The fifth Avignon pope was Innocent VI, who ruled for a decade, from 1352 to 1362, catching some flak from St. Bridget of Sweden for his harsh treatment of the Spiritual Franciscans, a movement committed to strict poverty.
Innocent VI was followed in 1362 by Urban V, the only Avignon pope to be recognized as blessed. Urban succeeded in traveling to Rome in 1367, becoming the first pope to reach his own diocese in 60 years. But he fell ill and died on his return to Avignon.

The end
The seventh and last Avignon pope was Gregory XI, who was elected in 1370. He was the recipient of letters from St. Catherine of Siena, berating him for his hesitation in returning the papacy to Rome.
“Be manly and not fearful,” she wrote in one letter. “Answer God who is calling you to take possession of the place of the glorious shepherd, St. Peter, who you represent. Restore to Holy Church the heart of burning charity which she has lost: she is all pale because iniquitous men have drained her blood. Come, Father!”
In 1377, Gregory packed up and left for the Eternal City.
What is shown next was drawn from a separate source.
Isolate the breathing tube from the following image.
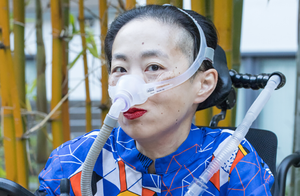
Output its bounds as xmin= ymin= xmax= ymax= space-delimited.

He died not long after he arrived and was succeeded by an Italian pope, Urban VI. The Catholic Church then experienced the disaster known as the Western Schism, where churchmen living in Rome and Avignon simultaneously claimed to be rightful popes.
The era of the antipopes would only end in 1417, with the election of Pope Martin V as the sole, universally recognized pope.
No Frenchman has been elected pope since Gregory XI. The papal palace at Avignon was sacked during the French Revolution, used as a barracks and prison under Napoleon, and converted into a museum in 1906.




There's an excellent book, The Popes of Avignon: A Century in Exile by Mullins that provides a good history without being too long.